Oficialmente, 2 mil pessoas morreram no incêndio, mas cerca de 200 mil gregos e armênios desapareceram e nunca mais se teve notícias deles. Os turcos juram que o incêndio foi acidental e que ficou fora de controle, mas coincidentemente o quarteirão turco foi poupado da devastação que destruiu o restante da cidade.
Uma vez determinado que a fronteira iria continuar como estava, os dois países, para se adequar à situação, expulsaram as pessoas que pertenciam à outra etnia. A fim de acabar com qualquer desculpa para outra invasão grega no futuro, a Turquia reuniu à força todos os gregos e os expulsaram do país. A Grécia então decidiu abrir espaço para os gregos que chegavam e expulsou todos os turcos. Como os turcos terminaram com o controle de todos os territórios disputados, havia três vezes mais gregos do que turcos do lado errado da fronteira.

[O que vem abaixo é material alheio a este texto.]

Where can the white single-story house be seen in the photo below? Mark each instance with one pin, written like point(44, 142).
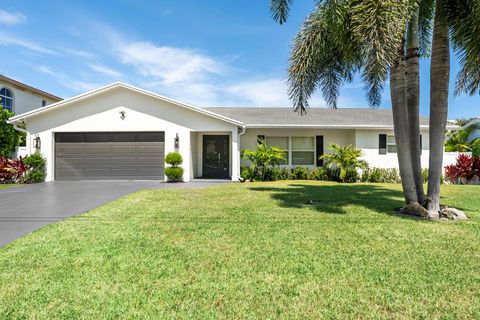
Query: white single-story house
point(123, 132)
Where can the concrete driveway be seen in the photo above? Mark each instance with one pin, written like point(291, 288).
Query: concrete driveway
point(26, 208)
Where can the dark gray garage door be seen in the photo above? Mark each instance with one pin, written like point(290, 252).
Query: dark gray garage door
point(109, 156)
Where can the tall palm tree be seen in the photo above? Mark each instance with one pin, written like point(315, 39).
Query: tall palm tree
point(343, 37)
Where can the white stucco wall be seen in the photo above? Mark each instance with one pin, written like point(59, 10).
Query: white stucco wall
point(24, 100)
point(101, 113)
point(342, 137)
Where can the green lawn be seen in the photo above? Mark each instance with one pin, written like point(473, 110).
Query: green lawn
point(5, 186)
point(250, 251)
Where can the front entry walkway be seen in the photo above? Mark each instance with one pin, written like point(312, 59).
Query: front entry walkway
point(27, 208)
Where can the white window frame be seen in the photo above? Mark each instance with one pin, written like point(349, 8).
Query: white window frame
point(287, 151)
point(391, 144)
point(314, 150)
point(4, 97)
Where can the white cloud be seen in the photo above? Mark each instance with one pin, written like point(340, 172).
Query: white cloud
point(68, 82)
point(12, 18)
point(170, 65)
point(11, 41)
point(106, 71)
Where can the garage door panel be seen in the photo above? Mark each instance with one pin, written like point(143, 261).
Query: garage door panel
point(69, 149)
point(106, 156)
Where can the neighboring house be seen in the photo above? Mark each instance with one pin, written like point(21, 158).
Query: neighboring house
point(19, 98)
point(123, 132)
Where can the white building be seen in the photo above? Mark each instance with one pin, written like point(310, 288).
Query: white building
point(19, 98)
point(123, 132)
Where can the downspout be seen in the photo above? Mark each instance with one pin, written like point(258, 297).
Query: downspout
point(243, 130)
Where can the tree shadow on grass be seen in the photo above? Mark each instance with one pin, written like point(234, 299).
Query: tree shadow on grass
point(335, 198)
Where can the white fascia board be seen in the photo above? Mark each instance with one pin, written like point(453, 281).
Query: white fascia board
point(53, 106)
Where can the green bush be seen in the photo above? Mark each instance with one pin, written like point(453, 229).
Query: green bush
point(380, 175)
point(37, 164)
point(174, 173)
point(475, 145)
point(300, 173)
point(174, 159)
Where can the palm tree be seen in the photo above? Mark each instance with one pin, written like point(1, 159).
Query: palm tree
point(340, 38)
point(346, 159)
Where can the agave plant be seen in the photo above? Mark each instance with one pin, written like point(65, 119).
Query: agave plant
point(346, 159)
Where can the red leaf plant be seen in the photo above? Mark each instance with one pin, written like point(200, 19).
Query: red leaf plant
point(12, 170)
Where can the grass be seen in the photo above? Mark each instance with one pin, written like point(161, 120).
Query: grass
point(250, 251)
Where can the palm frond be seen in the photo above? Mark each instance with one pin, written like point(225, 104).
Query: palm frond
point(463, 18)
point(280, 10)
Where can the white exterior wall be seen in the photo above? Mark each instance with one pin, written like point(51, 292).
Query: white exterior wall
point(367, 140)
point(101, 113)
point(25, 100)
point(342, 137)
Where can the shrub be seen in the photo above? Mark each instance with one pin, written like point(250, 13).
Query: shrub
point(263, 158)
point(300, 173)
point(466, 167)
point(475, 146)
point(174, 159)
point(37, 164)
point(174, 172)
point(320, 173)
point(9, 137)
point(346, 159)
point(12, 171)
point(380, 175)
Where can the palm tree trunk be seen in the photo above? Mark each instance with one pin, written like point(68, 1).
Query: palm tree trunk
point(412, 79)
point(400, 125)
point(439, 82)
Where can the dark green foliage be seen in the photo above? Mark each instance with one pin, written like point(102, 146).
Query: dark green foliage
point(37, 164)
point(174, 173)
point(475, 146)
point(9, 137)
point(263, 158)
point(380, 175)
point(300, 173)
point(174, 159)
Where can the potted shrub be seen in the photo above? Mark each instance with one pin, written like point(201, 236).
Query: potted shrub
point(174, 172)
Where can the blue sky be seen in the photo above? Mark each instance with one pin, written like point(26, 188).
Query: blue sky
point(205, 52)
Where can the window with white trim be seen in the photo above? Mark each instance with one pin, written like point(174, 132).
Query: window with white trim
point(281, 143)
point(391, 144)
point(303, 151)
point(6, 96)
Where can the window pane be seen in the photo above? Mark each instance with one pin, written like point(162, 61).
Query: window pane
point(303, 143)
point(279, 142)
point(392, 148)
point(303, 157)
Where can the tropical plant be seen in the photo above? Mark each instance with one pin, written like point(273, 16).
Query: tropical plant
point(12, 170)
point(262, 158)
point(345, 158)
point(174, 172)
point(37, 164)
point(9, 137)
point(340, 38)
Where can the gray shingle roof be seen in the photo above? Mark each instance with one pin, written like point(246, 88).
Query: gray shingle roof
point(314, 116)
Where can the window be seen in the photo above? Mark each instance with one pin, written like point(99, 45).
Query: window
point(7, 99)
point(391, 145)
point(303, 151)
point(279, 142)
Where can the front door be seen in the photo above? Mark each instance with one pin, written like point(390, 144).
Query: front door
point(215, 157)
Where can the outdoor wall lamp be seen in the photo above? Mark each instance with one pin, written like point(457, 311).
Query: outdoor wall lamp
point(36, 142)
point(177, 141)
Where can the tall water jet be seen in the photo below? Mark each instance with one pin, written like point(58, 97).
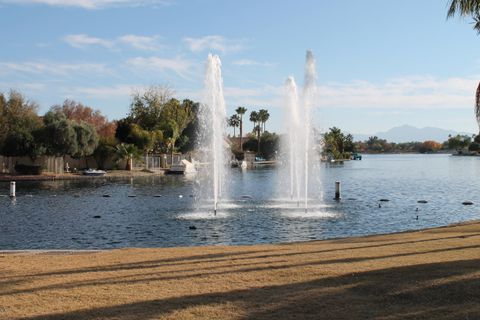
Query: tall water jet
point(309, 90)
point(299, 156)
point(212, 134)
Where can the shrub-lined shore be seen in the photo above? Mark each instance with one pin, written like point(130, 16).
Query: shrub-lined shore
point(428, 274)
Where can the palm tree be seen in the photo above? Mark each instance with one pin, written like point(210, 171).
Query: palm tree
point(255, 118)
point(241, 111)
point(466, 8)
point(127, 152)
point(234, 121)
point(477, 105)
point(264, 115)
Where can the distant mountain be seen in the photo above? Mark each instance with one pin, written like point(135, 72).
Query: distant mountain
point(408, 133)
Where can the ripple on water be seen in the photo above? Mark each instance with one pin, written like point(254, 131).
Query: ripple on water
point(312, 213)
point(203, 215)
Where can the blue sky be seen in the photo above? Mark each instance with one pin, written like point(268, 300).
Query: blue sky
point(380, 63)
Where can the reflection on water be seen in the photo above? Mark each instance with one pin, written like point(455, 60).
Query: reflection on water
point(164, 213)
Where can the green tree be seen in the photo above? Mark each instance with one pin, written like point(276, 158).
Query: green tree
point(86, 140)
point(241, 111)
point(459, 142)
point(105, 148)
point(58, 134)
point(234, 122)
point(255, 118)
point(147, 106)
point(477, 105)
point(263, 117)
point(18, 121)
point(127, 152)
point(466, 8)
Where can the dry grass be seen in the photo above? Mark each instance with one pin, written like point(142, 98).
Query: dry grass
point(431, 274)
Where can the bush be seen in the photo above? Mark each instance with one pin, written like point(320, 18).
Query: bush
point(26, 169)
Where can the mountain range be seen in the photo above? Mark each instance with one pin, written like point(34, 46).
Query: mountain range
point(407, 133)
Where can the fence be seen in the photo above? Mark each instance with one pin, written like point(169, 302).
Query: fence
point(48, 164)
point(158, 161)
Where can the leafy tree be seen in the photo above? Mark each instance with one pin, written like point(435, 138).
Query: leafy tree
point(58, 134)
point(147, 106)
point(175, 118)
point(430, 146)
point(105, 148)
point(459, 142)
point(86, 140)
point(466, 8)
point(18, 121)
point(78, 112)
point(241, 111)
point(127, 152)
point(21, 142)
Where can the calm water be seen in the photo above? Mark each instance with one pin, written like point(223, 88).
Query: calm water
point(75, 215)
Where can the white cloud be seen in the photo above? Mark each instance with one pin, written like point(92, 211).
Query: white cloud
point(248, 62)
point(83, 40)
point(90, 4)
point(213, 42)
point(42, 67)
point(405, 93)
point(121, 90)
point(141, 42)
point(179, 65)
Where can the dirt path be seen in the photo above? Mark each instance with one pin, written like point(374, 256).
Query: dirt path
point(430, 274)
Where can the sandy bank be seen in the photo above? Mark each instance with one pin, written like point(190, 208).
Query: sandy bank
point(429, 274)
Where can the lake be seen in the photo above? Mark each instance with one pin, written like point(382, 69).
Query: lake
point(160, 211)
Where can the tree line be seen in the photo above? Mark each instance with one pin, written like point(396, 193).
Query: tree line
point(339, 145)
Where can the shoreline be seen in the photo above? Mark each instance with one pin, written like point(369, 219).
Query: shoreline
point(113, 174)
point(424, 274)
point(299, 242)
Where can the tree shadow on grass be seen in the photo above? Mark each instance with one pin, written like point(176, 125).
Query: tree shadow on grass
point(447, 290)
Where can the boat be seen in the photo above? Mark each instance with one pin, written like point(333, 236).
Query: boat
point(94, 173)
point(356, 156)
point(183, 167)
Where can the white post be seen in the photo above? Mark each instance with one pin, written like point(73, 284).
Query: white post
point(12, 189)
point(337, 190)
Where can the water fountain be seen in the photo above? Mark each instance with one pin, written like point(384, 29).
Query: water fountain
point(212, 136)
point(301, 157)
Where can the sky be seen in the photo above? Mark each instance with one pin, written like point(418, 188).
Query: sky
point(380, 63)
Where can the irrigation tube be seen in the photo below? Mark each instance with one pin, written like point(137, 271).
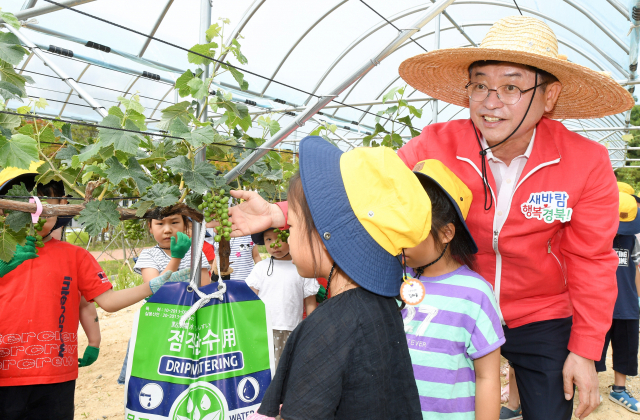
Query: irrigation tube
point(311, 110)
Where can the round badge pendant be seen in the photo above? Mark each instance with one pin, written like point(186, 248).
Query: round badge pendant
point(412, 291)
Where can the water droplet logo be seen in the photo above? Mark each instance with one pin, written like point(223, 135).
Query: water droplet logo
point(248, 389)
point(151, 396)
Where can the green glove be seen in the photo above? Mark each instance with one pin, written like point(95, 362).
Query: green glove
point(22, 254)
point(321, 296)
point(183, 276)
point(90, 355)
point(180, 247)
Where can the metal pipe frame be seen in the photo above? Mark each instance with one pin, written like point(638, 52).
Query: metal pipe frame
point(431, 13)
point(57, 70)
point(155, 27)
point(48, 8)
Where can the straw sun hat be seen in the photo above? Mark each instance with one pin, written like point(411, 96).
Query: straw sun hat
point(443, 74)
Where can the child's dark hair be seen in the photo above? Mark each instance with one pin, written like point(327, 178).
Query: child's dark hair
point(443, 212)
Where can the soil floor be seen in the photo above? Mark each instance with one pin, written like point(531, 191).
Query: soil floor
point(99, 397)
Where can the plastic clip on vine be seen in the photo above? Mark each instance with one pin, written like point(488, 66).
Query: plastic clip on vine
point(204, 298)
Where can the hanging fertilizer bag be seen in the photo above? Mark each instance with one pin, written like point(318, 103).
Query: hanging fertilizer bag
point(199, 354)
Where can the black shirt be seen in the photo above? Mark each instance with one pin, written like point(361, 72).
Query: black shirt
point(348, 360)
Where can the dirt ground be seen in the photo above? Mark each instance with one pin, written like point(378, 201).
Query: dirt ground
point(99, 397)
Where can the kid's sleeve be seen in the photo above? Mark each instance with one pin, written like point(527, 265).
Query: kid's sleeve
point(146, 261)
point(92, 281)
point(311, 287)
point(487, 334)
point(254, 279)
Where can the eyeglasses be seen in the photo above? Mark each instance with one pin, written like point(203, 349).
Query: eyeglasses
point(508, 94)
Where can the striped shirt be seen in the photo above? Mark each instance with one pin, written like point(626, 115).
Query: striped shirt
point(241, 257)
point(456, 323)
point(156, 258)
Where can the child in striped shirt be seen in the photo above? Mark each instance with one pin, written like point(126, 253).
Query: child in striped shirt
point(454, 332)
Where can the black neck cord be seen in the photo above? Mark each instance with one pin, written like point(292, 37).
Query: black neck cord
point(420, 270)
point(330, 275)
point(483, 152)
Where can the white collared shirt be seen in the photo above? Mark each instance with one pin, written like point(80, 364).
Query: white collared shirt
point(506, 178)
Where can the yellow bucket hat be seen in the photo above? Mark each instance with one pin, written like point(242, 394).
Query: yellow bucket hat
point(624, 187)
point(457, 191)
point(367, 206)
point(628, 207)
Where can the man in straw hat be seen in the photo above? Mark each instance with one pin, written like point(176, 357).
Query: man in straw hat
point(546, 206)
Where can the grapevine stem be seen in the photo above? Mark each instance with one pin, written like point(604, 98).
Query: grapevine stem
point(184, 195)
point(104, 191)
point(57, 172)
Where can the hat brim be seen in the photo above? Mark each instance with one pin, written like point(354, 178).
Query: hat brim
point(472, 242)
point(351, 247)
point(443, 74)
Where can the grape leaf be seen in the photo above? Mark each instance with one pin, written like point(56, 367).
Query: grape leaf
point(200, 177)
point(10, 19)
point(18, 151)
point(10, 49)
point(9, 121)
point(162, 195)
point(182, 83)
point(176, 118)
point(122, 140)
point(116, 173)
point(143, 206)
point(200, 136)
point(97, 215)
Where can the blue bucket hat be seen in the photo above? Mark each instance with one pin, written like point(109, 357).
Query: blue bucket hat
point(367, 206)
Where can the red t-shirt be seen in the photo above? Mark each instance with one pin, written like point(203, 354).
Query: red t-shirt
point(39, 314)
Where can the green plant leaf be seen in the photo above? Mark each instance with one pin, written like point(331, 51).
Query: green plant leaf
point(9, 122)
point(143, 206)
point(204, 49)
point(10, 49)
point(199, 137)
point(182, 83)
point(200, 177)
point(18, 151)
point(121, 140)
point(10, 19)
point(116, 173)
point(162, 195)
point(176, 118)
point(97, 215)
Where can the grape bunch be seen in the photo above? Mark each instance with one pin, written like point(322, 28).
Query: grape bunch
point(283, 236)
point(215, 207)
point(37, 227)
point(133, 230)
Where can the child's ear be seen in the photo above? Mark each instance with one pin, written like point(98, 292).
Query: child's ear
point(447, 233)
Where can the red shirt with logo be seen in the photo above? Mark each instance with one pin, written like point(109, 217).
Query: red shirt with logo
point(39, 314)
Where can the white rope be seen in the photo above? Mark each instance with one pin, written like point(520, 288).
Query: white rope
point(204, 298)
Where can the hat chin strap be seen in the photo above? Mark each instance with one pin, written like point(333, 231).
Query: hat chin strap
point(483, 152)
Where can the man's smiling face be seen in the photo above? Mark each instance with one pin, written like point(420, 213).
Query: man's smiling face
point(495, 120)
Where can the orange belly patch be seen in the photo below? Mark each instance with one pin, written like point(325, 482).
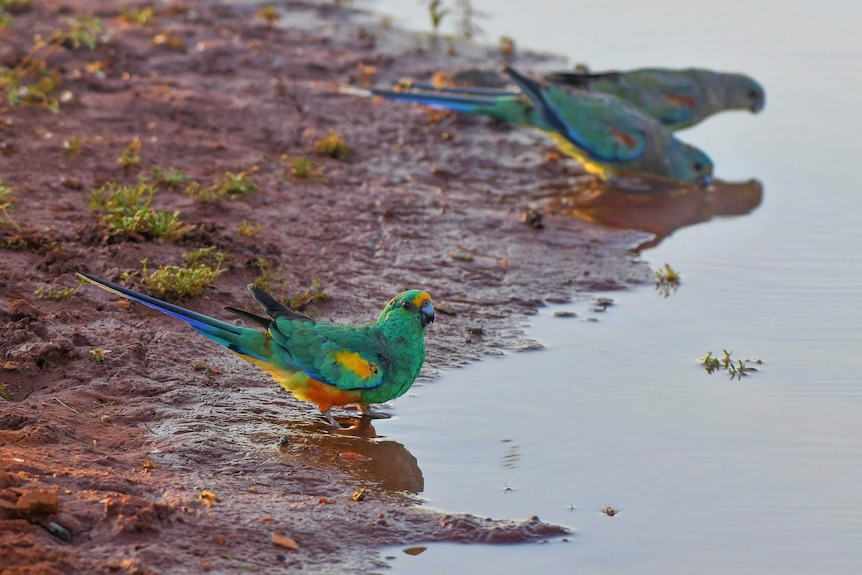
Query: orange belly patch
point(305, 388)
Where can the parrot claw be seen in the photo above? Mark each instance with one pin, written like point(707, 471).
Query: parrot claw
point(366, 412)
point(332, 422)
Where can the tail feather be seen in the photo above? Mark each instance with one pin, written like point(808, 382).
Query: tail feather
point(450, 101)
point(231, 336)
point(580, 79)
point(464, 90)
point(535, 92)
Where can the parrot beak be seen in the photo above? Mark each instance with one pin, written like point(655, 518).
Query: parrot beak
point(704, 181)
point(426, 313)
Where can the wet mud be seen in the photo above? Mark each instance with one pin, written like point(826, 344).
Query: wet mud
point(128, 443)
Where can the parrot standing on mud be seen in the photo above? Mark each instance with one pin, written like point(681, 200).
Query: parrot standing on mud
point(610, 136)
point(321, 363)
point(510, 107)
point(677, 98)
point(604, 133)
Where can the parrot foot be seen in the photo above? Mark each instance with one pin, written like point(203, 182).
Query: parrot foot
point(332, 422)
point(366, 412)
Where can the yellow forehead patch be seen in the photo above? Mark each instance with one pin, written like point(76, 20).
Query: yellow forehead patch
point(420, 299)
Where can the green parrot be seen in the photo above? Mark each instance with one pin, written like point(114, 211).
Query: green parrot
point(321, 363)
point(677, 98)
point(510, 107)
point(610, 136)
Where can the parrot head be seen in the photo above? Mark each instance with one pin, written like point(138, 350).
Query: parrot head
point(739, 92)
point(689, 164)
point(410, 310)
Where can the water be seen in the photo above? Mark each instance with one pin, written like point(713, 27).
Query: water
point(709, 475)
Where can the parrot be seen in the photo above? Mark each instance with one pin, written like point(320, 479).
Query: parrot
point(677, 98)
point(510, 107)
point(601, 118)
point(321, 363)
point(610, 136)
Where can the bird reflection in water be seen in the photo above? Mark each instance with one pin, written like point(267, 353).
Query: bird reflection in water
point(356, 450)
point(658, 207)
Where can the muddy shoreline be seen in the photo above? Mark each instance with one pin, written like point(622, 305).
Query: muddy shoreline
point(172, 456)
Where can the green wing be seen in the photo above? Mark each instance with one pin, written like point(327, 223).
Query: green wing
point(341, 356)
point(603, 126)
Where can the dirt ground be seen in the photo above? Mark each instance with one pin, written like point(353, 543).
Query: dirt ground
point(171, 455)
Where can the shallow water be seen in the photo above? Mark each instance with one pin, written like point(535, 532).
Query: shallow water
point(708, 474)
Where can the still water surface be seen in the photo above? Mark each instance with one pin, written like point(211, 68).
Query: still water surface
point(709, 475)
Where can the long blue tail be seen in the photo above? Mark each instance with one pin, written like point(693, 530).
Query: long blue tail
point(219, 331)
point(456, 101)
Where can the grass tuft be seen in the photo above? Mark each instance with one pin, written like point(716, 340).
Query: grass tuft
point(334, 146)
point(127, 209)
point(199, 273)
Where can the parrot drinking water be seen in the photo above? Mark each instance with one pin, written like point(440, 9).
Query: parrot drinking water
point(677, 98)
point(321, 363)
point(610, 136)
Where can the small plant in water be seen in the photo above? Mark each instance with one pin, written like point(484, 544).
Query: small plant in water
point(666, 280)
point(72, 146)
point(137, 15)
point(56, 294)
point(302, 168)
point(171, 178)
point(737, 369)
point(248, 230)
point(268, 14)
point(239, 184)
point(30, 81)
point(6, 201)
point(333, 146)
point(131, 156)
point(308, 296)
point(436, 13)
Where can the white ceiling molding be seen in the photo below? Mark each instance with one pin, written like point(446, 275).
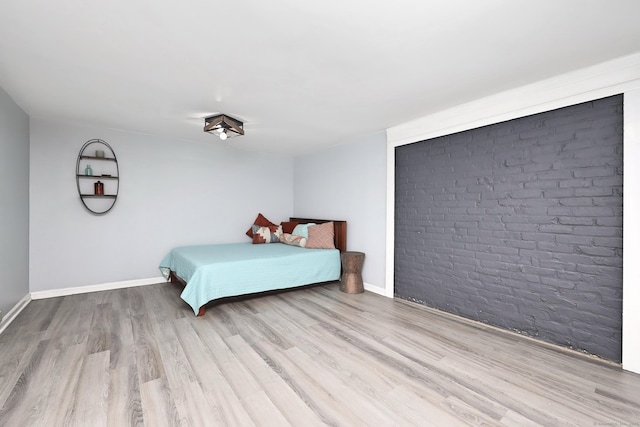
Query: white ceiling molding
point(590, 83)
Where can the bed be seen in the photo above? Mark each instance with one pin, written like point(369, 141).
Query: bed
point(212, 272)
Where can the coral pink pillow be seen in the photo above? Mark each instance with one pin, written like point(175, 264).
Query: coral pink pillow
point(321, 236)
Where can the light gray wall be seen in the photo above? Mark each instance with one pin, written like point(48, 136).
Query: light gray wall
point(172, 192)
point(14, 193)
point(348, 182)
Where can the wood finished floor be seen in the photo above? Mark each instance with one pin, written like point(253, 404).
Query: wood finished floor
point(313, 356)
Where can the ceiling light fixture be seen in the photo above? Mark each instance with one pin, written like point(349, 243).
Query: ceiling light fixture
point(223, 126)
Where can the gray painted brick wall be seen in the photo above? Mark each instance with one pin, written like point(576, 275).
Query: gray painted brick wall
point(519, 225)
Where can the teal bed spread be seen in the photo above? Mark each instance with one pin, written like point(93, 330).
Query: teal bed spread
point(217, 271)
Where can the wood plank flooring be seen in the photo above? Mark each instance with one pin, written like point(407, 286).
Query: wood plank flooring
point(311, 356)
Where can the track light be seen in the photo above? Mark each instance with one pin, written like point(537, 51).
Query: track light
point(223, 126)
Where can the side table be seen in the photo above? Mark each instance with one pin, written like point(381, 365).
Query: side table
point(351, 280)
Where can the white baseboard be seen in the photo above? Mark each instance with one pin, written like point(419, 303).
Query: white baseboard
point(96, 288)
point(13, 313)
point(376, 290)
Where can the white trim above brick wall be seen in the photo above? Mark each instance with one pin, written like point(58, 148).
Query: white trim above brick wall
point(618, 76)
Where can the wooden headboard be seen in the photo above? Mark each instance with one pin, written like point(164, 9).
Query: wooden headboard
point(339, 230)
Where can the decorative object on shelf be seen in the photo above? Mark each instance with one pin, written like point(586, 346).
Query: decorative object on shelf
point(223, 126)
point(102, 198)
point(98, 188)
point(351, 280)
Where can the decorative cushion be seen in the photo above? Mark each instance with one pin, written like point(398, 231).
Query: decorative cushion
point(321, 236)
point(266, 234)
point(292, 240)
point(262, 222)
point(302, 230)
point(288, 226)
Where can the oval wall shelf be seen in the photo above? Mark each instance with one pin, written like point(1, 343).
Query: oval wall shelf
point(97, 176)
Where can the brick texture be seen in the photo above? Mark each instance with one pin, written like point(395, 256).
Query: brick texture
point(519, 225)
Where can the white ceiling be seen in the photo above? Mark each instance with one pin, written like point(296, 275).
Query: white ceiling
point(302, 75)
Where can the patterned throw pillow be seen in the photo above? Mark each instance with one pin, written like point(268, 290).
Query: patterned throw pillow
point(288, 226)
point(266, 234)
point(321, 236)
point(293, 240)
point(302, 230)
point(262, 221)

Aproximadamente 375 mil turcos e 1,25 milhão de gregos foram erradicados e exilados, tornando esse o maior assentamento em massa da história até aquela data. Definitivamente os gregos levaram a pior na limpeza étnica, e foram expulsos com menos preparação e menos espaço nos navios. A Grécia teve dificuldade em absorver todos aqueles novos imigrantes. Atenas e Salônica ficaram entupidas, com o dobro de sua população normal, e 875 mil refugiados gregos, quase três quartos do total, necessitaram de ajuda governamental para sobreviver. Por volta de 1923, a mortalidade entre os recém-chegados se aproximava de 45%, com a devastação ocasionada pela malária, disenteria e tifo entre os refugiados.5
a “Talvez não seja exagero dizer que um quarto de milhão de pessoas morreu por causa da mordida desse macaco” (Winston Churchill, The World Crisis [A crise mundial], vol. 5 [Londres: Butterworth, 1929], p. 409).